The Start of a Long Journey:
My third day in this country is the day of departure, and I look forward to my train ride with excitement. I had a good rest last night despite the heavy and noisy rain showers, a reminder that here in the south the monsoon season is not yet over. In the north, however, the dry season has already begun. The heat and humidity of Yangon have so far not affected my health; I feel well and have a healthy appetite, but I realize that I do not take enough liquids and resolve to drink more Burmese tea and bottled water.
From Yangon to Lake Inle in Southern Shan State
The early morning hours after sunrise, which comes at about six o'clock, are the most pleasant. The cool, fresh morning air lends itself to some leisurely walks around the neighborhood, to watch the children being sent off to school, fathers leaving for work, and mothers cleaning the house and doing a little shopping from the first street vendors of the day. But the stifling midday hours, from 11:30 to 2:30, lend themselves to staying inside and taking a long siesta. Evenings arrive early-the sun sets at about half past five and it is pitch dark by six o'clock. By nine o'clock the streets are empty, and that is also when the last ferry of the day crosses the Yangon River.

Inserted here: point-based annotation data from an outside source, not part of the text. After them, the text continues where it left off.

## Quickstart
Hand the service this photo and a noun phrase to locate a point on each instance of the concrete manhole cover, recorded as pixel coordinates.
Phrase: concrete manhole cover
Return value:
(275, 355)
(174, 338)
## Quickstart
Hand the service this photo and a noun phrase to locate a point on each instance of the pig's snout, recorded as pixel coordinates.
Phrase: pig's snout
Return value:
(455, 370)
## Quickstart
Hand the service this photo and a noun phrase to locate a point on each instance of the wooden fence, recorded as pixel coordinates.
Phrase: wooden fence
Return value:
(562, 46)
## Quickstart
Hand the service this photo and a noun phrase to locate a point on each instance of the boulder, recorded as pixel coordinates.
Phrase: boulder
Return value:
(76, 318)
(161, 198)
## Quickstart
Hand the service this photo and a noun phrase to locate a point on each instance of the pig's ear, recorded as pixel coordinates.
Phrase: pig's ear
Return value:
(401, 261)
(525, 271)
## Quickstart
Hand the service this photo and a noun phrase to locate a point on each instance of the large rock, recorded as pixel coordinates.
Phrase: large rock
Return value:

My suitcase already packed, I have enough time before going to the train station for a short excursion to the state-controlled Gem Emporium, which houses a gem museum on the top floor and numerous private gem stores on the other three floors. Given that Burma is the world's leading producer of rubies, sapphires, and jade, the stores should offer a great variety of precious stones, but the gem trade is a tricky one anywhere and, here, the miners must sell all high-quality stones to the government, which then auctions many of them off to foreign commercial buyers. Tourists may buy stones only from a licensed dealer and must show the dealer's certificate to customs officers when they leave the country. Some tourists have managed to avoid the government-controlled stores by buying gems from unlicensed sellers or on the black market, only to find out later that their sapphire was an aquamarine or that their ruby was just colored glass. Illegal dealings in precious stones will get a foreigner into a Burmese jail fast, as we will see later when we meet an Iranian man at my hotel in Mandalay.
The sapphires I am shown at the Gem Emporium come in many different sizes, colors, and qualities, with colors ranging from a very light blue, like an aquamarine, to a velvet blue (also known as cornflower blue), to almost black. The velvet blue ones, which seemed to be the most valuable, were priced at US $2,000 for a 3-carat stone. Because I had no way to evaluate price and quality, I concluded that perhaps it is safer to buy Burmese gems from a reputable shop in Bangkok.
Over lunch at the hotel, I read the state-owned and -controlled English newspaper, The Light of Myanmar, which reported the occurrence of a demonstration of some twenty-two thousand people, at which the several speakers vehemently denounced Daw Aung San Suu Kyi for being a foreign agent and accused her of obstructing negotiations on a new constitution, one that would keep the military in power indefinitely. They demanded her expulsion from Burma. The photo showed a well-orchestrated and efficiently organized assembly, with stages, film cameras, lighting, and an advanced loudspeaker system-not what I would call a spontaneous demonstration. As I have mentioned before, this newspaper reports overseas news accurately, but domestic news reporting is propaganda. History does show through that such constant propaganda campaigns do finally sow uncertainty, whether or not there is some truth in all the accusations. Some time later, in another edition of this newspaper, I would find an article about Bertil Lintner written by a Burmese journalist. Mr. Lintner is a highly respected, Bangkok-based Burma expert and journalist who has extensive knowledge of this country and also of the drug trade. But that article about him was one of the most vicious pieces of "journalism" I had ever come across.